Ce phénomène est connu sous le vocable de "scepticisme motivé" (motivated skepticism) et fait partie d'un phénomène dénommé raisonnement motivé. Tout simplement, nos raisonnements tendent à favoriser les solutions avec lesquelles nous sommes en accord par idéologie, expérience ou intuition. De la même manière nous sommes prêts à nier l'intérêt des solutions qui mettent en danger notre idéologie, challengent nos expériences ou bien s'opposent à notre identité, professionnelle ou individuel, ou à nos plaisirs. Le scepticisme motivé s'attaque quant à lui aux fondations scientifiques des solutions que nous rejetons.


Cette étude nous montre que lorsque des solutions nous sont présentées comme cohérentes avec notre système de valeur, nous avons alors tendance à accepter la solution, mais également les faits scientifiques sous-jacents. Faire des efforts pour lutter contre le changement climatique est souvent considéré par nos concitoyens comme un renoncement à une certaine forme de confort. Mais, renoncer à la lutte contre le changement climatique n'est pas le moyen le plus sûr de maintenir notre niveau de confort demain. Dans les deux cas, l'argument met en avant le maintien d'un haut niveau de confort. Cependant, la direction des actions est inversée. Et dans le second cas, le changement climatique sera plus facilement considéré comme un fait scientifique, parce que ne pas lutter contre le changement climatique affecte négativement notre futur niveau de confort.

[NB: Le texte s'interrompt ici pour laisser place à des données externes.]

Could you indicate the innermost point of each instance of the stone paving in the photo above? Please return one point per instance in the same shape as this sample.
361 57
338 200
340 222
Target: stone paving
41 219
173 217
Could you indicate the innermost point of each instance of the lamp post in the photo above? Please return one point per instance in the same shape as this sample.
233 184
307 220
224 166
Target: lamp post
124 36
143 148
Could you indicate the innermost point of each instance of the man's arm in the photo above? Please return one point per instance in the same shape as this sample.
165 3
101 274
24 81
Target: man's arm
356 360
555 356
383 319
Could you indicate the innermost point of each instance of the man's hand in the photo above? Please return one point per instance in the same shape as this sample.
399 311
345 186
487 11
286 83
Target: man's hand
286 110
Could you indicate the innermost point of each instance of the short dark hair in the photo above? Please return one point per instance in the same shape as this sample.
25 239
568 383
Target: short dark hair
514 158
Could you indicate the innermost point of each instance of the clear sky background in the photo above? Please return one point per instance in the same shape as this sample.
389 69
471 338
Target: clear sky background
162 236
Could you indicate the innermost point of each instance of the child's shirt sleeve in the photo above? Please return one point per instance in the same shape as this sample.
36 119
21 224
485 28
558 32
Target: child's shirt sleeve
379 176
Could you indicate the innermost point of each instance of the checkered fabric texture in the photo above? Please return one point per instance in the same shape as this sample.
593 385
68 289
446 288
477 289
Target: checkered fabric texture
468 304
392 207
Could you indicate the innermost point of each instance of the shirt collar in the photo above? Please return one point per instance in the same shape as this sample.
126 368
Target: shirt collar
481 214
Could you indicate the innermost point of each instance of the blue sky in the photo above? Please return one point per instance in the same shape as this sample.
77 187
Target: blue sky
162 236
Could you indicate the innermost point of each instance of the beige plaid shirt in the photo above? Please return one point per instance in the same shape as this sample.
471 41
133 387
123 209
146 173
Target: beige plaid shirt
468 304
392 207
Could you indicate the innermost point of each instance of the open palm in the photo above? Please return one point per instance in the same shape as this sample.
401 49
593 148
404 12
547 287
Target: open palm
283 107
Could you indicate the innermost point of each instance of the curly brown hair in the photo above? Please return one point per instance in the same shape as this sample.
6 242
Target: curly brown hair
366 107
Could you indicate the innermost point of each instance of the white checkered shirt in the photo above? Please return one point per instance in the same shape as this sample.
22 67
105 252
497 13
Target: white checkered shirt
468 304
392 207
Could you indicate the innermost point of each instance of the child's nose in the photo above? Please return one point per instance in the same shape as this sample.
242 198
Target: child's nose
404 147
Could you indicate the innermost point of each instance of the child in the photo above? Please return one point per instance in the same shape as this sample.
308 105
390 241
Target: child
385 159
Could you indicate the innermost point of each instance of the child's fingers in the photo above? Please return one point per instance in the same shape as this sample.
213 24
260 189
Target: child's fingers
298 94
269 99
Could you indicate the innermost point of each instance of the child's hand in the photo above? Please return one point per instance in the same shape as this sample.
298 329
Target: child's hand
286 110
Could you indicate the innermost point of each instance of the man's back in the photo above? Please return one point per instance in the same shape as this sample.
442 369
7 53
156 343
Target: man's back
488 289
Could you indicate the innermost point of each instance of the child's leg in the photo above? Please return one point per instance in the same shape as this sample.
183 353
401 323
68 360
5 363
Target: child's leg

Ce phénomène s'applique également aux choix alimentaires. Si une personne apprécie certains produits riches en matières grasses, alors il est probable qu'elle fasse preuve de scepticisme sur le risque de maladies cardiovasculaires qui sont imputées à certaines matières grasses. Cette personne ne souhaite pas être privée de ces produits qui agrémentent sa vie. Mais, cette attitude peut être substantiellement altérée si l’on peut leur démontrer qu'ils auront autant de plaisir à déguster des produits plus maigres. S’il existe une solution qui leur permet de ne pas renoncer aux plaisirs de la table, alors ils seront prêts à accepter ces faits scientifiques.